Y no ha pasado nada

Diario IDEAL, 25 junio 2014

Querido amigo lector. Como bien sabrás ésta es la última columna de este curos y como viene siendo habitual sustituiré mis devaneos mentales por pequeñas historias que puedan ayudarte a soportar la canícula con más regocijo, mientras das sorbitos al gazpacho, tiras de tajá de sandía o simplemente bailas al sol el hielo que te acompaña en ese café solo.

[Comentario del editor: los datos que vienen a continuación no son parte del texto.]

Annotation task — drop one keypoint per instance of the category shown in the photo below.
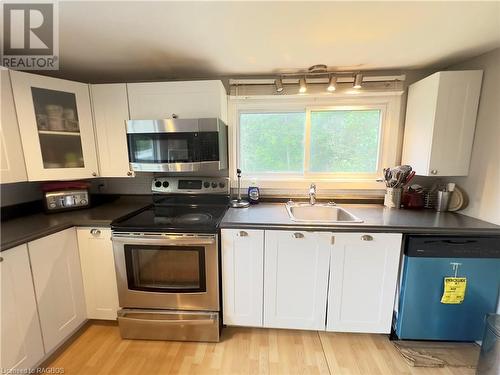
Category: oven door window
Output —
(163, 147)
(166, 269)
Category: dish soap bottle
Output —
(253, 193)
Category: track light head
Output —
(358, 81)
(302, 85)
(332, 83)
(278, 84)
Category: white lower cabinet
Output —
(242, 276)
(296, 267)
(21, 340)
(98, 271)
(57, 278)
(363, 279)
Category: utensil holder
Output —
(443, 199)
(392, 198)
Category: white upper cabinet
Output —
(55, 122)
(440, 121)
(296, 268)
(98, 271)
(12, 165)
(57, 277)
(242, 277)
(110, 106)
(363, 278)
(189, 99)
(21, 338)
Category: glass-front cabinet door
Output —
(55, 123)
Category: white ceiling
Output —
(117, 40)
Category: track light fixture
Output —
(332, 83)
(302, 85)
(278, 84)
(358, 80)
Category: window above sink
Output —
(337, 142)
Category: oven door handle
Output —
(168, 321)
(164, 240)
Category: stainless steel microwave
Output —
(177, 145)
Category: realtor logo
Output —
(30, 40)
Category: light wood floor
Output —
(100, 350)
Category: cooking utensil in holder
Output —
(392, 198)
(239, 202)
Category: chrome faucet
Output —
(312, 194)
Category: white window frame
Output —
(390, 138)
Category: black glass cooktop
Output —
(176, 214)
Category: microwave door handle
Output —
(164, 240)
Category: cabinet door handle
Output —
(95, 232)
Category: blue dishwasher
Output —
(427, 261)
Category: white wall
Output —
(483, 182)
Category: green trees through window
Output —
(272, 142)
(341, 141)
(344, 141)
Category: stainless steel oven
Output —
(167, 286)
(177, 145)
(167, 271)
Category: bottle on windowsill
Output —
(253, 193)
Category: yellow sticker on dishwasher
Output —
(454, 290)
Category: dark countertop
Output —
(376, 218)
(28, 228)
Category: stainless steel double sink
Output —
(321, 213)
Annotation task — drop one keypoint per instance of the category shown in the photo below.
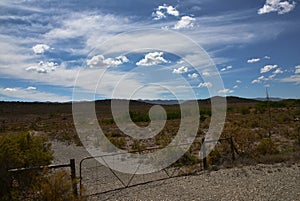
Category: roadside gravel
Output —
(260, 182)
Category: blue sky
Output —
(146, 49)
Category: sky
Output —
(59, 51)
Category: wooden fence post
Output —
(73, 176)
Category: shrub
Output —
(54, 187)
(267, 146)
(22, 150)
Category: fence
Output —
(96, 178)
(71, 165)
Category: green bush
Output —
(58, 187)
(17, 151)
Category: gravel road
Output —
(260, 182)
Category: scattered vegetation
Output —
(247, 121)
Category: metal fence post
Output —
(204, 154)
(73, 176)
(232, 149)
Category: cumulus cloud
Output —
(180, 70)
(152, 58)
(185, 22)
(292, 78)
(40, 48)
(10, 89)
(23, 93)
(259, 80)
(226, 68)
(161, 12)
(205, 85)
(42, 67)
(205, 73)
(267, 68)
(194, 75)
(281, 7)
(100, 61)
(278, 71)
(254, 60)
(225, 91)
(297, 69)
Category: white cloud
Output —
(100, 61)
(292, 78)
(24, 94)
(161, 12)
(31, 88)
(42, 67)
(180, 70)
(205, 85)
(40, 48)
(281, 7)
(194, 75)
(152, 58)
(259, 79)
(226, 68)
(205, 73)
(297, 69)
(10, 89)
(225, 91)
(278, 71)
(254, 60)
(185, 22)
(267, 68)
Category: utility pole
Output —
(269, 112)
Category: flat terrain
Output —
(277, 182)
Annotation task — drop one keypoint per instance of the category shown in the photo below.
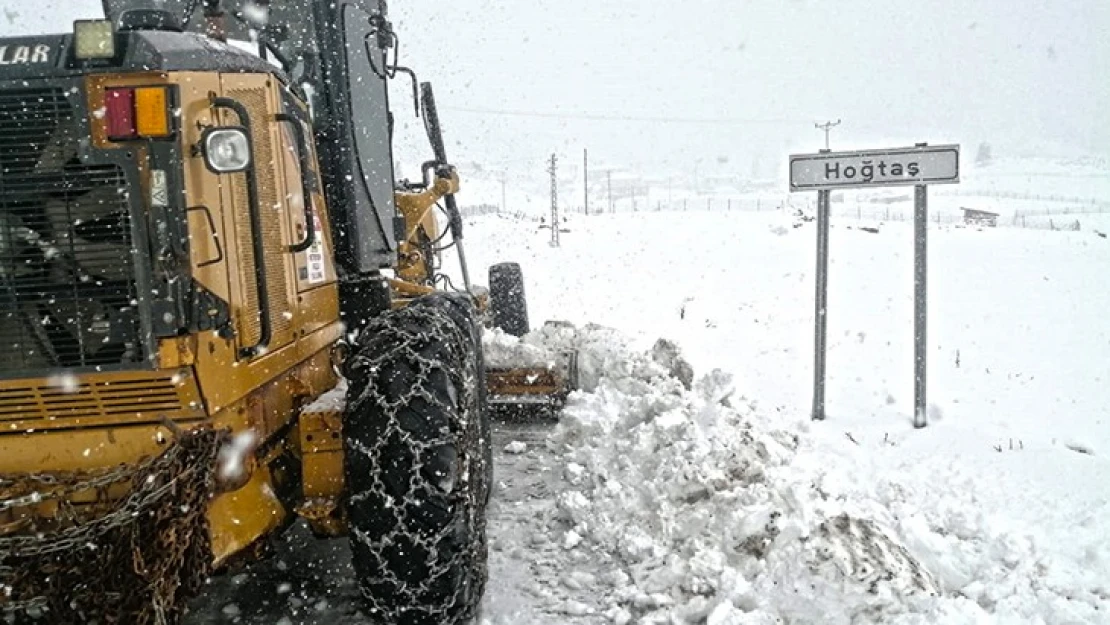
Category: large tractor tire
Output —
(417, 470)
(506, 299)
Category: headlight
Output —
(93, 39)
(226, 150)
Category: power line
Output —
(827, 127)
(595, 117)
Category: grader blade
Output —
(526, 393)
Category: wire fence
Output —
(1076, 214)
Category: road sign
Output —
(918, 165)
(921, 164)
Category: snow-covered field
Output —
(725, 504)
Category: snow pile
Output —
(702, 512)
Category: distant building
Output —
(976, 217)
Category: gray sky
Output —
(1027, 76)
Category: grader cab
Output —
(220, 311)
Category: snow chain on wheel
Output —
(135, 562)
(415, 462)
(507, 302)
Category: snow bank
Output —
(684, 505)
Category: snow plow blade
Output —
(531, 393)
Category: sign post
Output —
(920, 299)
(918, 167)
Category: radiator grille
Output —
(254, 100)
(67, 281)
(79, 401)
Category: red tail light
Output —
(119, 109)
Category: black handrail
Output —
(302, 154)
(265, 330)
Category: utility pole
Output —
(585, 182)
(555, 227)
(503, 177)
(608, 179)
(827, 127)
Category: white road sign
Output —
(921, 164)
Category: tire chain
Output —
(436, 326)
(135, 564)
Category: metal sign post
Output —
(918, 167)
(920, 300)
(820, 312)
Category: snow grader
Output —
(222, 313)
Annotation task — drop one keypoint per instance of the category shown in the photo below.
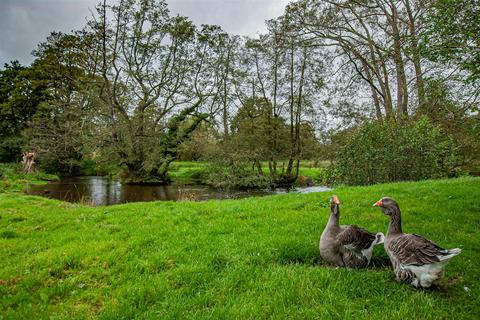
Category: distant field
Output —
(255, 258)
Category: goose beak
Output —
(335, 200)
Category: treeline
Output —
(385, 90)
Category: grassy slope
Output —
(253, 258)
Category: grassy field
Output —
(238, 259)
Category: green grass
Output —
(185, 172)
(238, 259)
(12, 179)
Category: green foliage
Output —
(378, 153)
(459, 120)
(11, 148)
(254, 258)
(12, 179)
(237, 175)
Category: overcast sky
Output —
(25, 23)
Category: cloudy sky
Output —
(25, 23)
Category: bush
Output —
(377, 153)
(236, 176)
(11, 148)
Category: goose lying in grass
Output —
(346, 246)
(415, 260)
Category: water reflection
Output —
(103, 191)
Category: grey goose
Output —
(415, 260)
(346, 246)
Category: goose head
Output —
(334, 203)
(387, 205)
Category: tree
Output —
(155, 75)
(452, 34)
(62, 125)
(19, 99)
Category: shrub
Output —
(377, 153)
(236, 176)
(11, 148)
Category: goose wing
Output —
(412, 249)
(356, 237)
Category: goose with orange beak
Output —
(346, 246)
(416, 260)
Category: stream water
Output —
(102, 191)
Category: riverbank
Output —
(252, 258)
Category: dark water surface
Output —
(102, 191)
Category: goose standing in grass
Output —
(415, 260)
(346, 246)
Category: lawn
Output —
(238, 259)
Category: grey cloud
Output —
(25, 23)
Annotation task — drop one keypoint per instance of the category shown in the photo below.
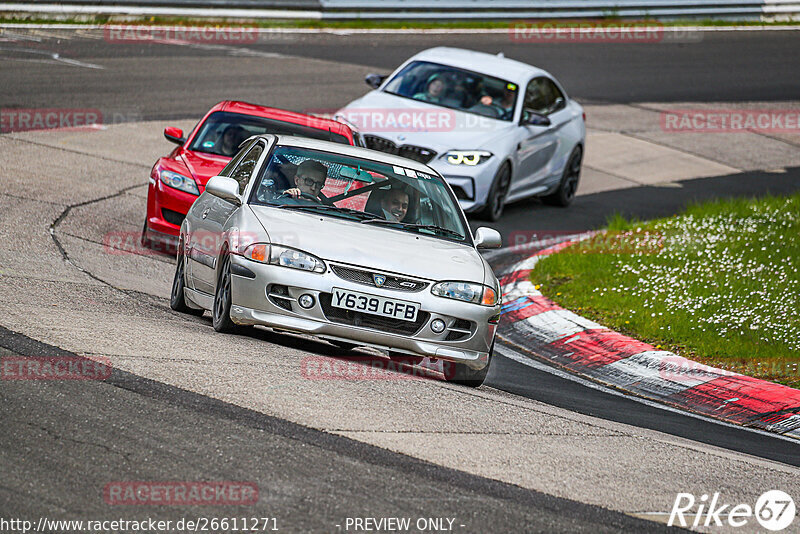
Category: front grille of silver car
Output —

Gracias a los amigos de IDEAL, viene siendo ya una tradición que se alarga por años que, durante los meses de julio y agosto, me descerraje el seso para presentarte ocho relatos diferentes que, unas veces saco de la propia realidad informativa, y las otras, de un simple mareo literario al colocarme frente al teclado de mi portátil.

Pero mientras llegan esas ocho nuevas entregas, me quedo este semana con un par de acontecimientos que, a buen seguro, no te han pasado desapercibidos. Por un lado tenemos la eliminación de la Selección Española del Mundial. Los que amamos el deporte sabemos qué es el deporte. En la mayoría de los casos, derrota tras derrota. Lo demás pura superación. Por eso no nos extrañamos de que es posible que, también, nuestro combinado nacional palme. Es la ley del fútbol. No se puede ganar eternamente. Es más complicado, sin embargo, explicarle a las generaciones que han conocido a una España vencedora (siempre) que esto ocurre. Estos días hemos estado de papás terapeutas mostrando la otra cara de la derrota y que algunos que peinamos canas jamás nunca antes vimos tanta gloria en nuestro equipo nacional.

Sin embargo, hay algo que ya no volverá a ser como antes y ésa la gran diferencia que existe entre mi generación y la de mis hijos. Ha sido esta Selección la que nos ha enseñado a mostrar nuestras banderas nacionales sin que nadie te insulte por la calle. Cuando yo tenía diez, doce, catorce años,  ese gesto era impensable (y añado, inseguro). El riesgo, el insulto de siempre (como mínimo). Ellos ya no saben ni entiende qué es eso del escupitajo progre de ‘¡facha!’, y pueden/mos sacar nuestras banderas, camisetas, pañuelos, tazas, etc.,  sin ningún tipo de rubor y con las más natural de las naturalidades como lo pudiera hacer un ciudadano argentino, chileno, mexicano, indio, japonés, australiano, polaco o sudafricano.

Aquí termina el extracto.